# Dragonstone Rock Preparation - help



## Colin Wrexham (Mar 24, 2017)

Aqua07 said:


> Hi all:
> 
> I picked up a 6x4 inch piece of "Dragonstone" rock a few days ago - just had the opportunity this weekend to bring it outside and hose it off under a strong stream of water. The rock is letting out brown/orange material, which I assume is clay - it's a softer material.
> 
> ...


Got tons of dragon stone in mine and It also had the clay in the holes. Quick clean and in it went. Been a few months now and its fine. I pushed a few plants in the holes in one tank with no issues either.














Sent from my SM-A310F using Tapatalk


----------



## Aqua07 (Jul 9, 2012)

That is one awesome looking aquascape - great job! I need to pick up a few more pieces of the stone as well.

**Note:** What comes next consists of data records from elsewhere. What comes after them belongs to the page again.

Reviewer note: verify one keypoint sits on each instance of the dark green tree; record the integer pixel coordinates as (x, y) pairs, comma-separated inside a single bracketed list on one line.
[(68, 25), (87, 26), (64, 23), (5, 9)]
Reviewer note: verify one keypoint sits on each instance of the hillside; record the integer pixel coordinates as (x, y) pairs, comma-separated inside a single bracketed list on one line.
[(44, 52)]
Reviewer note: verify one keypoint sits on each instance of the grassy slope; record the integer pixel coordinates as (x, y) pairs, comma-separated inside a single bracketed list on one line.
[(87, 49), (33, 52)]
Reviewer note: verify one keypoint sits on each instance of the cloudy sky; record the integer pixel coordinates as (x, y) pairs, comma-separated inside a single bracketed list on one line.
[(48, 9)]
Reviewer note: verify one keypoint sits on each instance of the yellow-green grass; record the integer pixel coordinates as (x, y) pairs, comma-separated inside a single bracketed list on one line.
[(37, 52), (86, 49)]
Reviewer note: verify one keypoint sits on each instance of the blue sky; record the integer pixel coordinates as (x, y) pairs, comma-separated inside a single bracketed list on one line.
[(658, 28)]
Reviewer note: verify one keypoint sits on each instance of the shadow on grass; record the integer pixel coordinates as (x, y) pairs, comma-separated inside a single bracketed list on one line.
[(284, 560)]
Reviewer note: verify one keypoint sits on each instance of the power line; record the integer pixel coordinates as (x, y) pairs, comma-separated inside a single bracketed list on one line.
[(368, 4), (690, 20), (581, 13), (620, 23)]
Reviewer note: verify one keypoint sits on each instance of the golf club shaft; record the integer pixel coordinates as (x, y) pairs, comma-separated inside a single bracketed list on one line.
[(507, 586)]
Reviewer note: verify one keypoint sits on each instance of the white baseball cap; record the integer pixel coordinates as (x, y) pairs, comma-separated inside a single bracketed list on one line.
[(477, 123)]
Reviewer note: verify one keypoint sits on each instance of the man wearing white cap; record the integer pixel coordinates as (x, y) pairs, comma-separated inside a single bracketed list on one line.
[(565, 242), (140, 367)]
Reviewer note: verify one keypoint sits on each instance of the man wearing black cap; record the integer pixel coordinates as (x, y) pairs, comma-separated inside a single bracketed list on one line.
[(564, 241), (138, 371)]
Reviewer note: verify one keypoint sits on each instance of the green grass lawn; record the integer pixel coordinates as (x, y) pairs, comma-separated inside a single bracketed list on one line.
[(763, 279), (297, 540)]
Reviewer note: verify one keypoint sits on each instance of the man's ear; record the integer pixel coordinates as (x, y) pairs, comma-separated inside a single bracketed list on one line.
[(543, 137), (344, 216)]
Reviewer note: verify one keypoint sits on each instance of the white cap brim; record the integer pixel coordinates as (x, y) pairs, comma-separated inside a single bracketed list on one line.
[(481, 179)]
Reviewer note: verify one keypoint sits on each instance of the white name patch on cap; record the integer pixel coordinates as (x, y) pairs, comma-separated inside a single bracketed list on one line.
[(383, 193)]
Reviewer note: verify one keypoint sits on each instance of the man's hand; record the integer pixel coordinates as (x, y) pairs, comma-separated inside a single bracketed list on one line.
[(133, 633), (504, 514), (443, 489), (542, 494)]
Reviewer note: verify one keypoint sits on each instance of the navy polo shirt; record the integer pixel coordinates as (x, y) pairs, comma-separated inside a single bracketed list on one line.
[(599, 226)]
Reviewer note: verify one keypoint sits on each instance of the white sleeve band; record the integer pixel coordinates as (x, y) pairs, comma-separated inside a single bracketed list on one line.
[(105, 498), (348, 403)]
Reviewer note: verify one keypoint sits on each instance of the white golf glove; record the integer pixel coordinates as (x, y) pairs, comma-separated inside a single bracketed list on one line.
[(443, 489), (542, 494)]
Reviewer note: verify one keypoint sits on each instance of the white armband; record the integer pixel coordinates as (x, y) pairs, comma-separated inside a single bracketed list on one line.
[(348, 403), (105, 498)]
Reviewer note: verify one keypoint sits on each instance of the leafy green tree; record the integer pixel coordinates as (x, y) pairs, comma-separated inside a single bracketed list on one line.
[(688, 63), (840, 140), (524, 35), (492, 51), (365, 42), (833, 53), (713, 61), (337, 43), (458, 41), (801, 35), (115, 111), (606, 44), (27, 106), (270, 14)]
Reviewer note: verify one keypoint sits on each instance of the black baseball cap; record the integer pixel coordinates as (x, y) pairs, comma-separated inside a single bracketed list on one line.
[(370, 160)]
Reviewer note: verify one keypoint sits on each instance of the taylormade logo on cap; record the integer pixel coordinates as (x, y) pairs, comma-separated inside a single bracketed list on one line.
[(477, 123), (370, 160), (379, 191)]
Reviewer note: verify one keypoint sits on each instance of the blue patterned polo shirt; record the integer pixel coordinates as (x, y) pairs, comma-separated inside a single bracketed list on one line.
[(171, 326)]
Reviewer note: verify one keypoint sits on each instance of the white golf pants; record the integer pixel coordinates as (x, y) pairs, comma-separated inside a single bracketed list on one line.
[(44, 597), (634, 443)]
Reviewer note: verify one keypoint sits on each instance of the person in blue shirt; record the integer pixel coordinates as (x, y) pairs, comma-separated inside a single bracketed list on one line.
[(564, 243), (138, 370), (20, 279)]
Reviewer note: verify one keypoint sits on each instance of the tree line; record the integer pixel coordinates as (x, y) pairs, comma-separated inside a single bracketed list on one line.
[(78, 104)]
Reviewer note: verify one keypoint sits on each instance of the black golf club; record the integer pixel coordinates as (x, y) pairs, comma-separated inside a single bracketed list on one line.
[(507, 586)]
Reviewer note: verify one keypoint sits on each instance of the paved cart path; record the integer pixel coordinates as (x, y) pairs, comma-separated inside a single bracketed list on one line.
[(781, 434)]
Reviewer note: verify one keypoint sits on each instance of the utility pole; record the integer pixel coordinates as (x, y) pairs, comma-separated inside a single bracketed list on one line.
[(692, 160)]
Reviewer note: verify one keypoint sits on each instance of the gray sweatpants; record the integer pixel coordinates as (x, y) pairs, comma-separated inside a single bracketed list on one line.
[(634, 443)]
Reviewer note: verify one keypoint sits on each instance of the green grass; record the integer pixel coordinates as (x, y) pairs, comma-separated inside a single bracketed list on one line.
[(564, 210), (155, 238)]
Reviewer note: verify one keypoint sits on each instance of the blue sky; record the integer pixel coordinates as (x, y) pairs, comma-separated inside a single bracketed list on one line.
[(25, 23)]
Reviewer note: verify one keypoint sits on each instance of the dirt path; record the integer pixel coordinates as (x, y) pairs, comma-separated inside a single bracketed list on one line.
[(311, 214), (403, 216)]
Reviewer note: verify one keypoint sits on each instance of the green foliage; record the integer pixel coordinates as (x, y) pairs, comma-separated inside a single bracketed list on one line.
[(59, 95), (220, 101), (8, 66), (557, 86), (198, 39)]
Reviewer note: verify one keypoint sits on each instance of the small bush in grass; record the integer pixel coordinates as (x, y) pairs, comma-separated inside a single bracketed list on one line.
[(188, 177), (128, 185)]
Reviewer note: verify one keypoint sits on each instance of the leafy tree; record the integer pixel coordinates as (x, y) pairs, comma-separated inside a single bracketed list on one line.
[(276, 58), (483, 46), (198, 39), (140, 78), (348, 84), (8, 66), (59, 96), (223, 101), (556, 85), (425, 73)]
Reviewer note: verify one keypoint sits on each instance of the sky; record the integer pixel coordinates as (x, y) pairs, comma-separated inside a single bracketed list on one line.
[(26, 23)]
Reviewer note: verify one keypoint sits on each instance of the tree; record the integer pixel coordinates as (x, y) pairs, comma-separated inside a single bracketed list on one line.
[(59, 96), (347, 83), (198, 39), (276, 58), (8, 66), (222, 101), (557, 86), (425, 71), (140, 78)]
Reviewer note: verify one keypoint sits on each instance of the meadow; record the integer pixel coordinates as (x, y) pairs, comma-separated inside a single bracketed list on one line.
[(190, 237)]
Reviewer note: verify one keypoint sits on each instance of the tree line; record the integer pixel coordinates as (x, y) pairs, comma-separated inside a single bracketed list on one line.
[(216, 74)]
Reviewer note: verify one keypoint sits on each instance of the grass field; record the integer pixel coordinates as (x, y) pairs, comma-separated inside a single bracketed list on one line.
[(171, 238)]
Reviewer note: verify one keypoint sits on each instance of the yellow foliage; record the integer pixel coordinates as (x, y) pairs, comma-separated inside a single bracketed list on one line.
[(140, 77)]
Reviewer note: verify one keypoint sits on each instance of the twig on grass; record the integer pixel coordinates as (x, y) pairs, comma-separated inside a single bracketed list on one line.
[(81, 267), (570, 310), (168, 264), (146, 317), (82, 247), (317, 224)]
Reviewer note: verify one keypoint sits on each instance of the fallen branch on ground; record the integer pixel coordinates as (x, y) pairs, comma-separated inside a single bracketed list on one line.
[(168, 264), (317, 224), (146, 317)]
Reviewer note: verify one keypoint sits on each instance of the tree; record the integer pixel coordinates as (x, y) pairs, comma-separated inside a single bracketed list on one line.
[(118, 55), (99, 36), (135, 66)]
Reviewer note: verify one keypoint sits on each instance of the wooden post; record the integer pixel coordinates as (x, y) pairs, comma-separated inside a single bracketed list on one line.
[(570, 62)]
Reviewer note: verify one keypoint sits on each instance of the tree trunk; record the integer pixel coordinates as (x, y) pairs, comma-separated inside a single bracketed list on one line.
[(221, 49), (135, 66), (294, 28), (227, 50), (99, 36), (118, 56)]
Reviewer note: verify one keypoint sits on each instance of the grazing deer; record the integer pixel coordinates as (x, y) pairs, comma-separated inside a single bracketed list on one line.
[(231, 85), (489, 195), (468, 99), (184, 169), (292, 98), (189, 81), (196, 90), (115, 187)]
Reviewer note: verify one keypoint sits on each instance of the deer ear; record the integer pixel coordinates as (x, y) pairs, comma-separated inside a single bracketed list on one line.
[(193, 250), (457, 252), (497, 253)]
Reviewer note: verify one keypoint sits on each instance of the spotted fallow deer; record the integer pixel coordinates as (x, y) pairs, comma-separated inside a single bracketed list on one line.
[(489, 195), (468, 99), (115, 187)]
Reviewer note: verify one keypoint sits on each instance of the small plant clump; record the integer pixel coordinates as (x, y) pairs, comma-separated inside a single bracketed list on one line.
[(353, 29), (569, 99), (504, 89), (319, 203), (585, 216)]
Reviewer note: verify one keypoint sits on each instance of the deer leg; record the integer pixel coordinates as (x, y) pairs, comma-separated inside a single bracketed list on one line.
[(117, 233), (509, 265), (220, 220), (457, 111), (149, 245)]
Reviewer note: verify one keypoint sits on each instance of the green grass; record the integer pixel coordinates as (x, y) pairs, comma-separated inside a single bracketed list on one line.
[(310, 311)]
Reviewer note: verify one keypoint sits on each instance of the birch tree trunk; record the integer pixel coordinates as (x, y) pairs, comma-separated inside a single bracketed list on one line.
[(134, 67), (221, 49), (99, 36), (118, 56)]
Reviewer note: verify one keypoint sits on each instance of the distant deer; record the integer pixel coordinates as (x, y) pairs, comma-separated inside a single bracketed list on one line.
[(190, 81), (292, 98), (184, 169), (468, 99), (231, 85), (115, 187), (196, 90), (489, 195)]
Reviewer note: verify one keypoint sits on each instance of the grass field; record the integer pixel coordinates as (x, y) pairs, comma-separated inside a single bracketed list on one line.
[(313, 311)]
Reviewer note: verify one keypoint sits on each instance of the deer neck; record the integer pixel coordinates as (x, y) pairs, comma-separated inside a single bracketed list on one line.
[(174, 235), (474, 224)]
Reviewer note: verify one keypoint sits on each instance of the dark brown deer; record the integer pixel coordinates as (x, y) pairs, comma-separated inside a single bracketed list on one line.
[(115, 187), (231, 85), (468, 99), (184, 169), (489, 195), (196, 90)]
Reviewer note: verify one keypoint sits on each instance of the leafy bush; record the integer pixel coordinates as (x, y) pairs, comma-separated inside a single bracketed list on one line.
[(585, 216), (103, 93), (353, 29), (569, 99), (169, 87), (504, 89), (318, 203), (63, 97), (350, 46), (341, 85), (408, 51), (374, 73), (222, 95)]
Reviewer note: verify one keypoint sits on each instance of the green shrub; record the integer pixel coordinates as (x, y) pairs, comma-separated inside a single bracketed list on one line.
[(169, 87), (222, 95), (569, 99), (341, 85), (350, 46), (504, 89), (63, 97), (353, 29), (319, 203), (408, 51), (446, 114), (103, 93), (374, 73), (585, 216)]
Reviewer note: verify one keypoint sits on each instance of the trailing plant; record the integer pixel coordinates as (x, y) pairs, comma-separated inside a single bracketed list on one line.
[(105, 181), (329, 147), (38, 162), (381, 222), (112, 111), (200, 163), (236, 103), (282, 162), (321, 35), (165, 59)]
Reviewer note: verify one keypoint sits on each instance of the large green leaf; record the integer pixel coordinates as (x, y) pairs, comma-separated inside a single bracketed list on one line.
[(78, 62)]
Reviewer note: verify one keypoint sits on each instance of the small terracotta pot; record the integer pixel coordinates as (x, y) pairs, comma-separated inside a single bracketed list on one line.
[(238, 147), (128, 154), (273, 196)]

So the stone doesn't let out clay does it? I'm not sure if I can get into all the crevices to get the clay out since some are quite deep within.

Thanks


----------



## Speedo'stanks (Sep 13, 2017)

I do not high-pressure clean dragon stone, as it is very soft and clay-like. Instead, put it in an appropriate size tub with clean and preferably dechlorinated water and dip in in and out of the water a bunch of times from various angles. Be careful not to grab by the holes because it will break, but instead hold it more like a melon and dip it in and out... it will get pretty clean and in my experience.


----------



## Colin Wrexham (Mar 24, 2017)

Aqua07 said:


> That is one awesome looking aquascape - great job! I need to pick up a few more pieces of the stone as well.
> 
> So the stone doesn't let out clay does it? I'm not sure if I can get into all the crevices to get the clay out since some are quite deep within.
> 
> Thanks


Thanks

Should be fine[emoji3]

Sent from my SM-A310F using Tapatalk


----------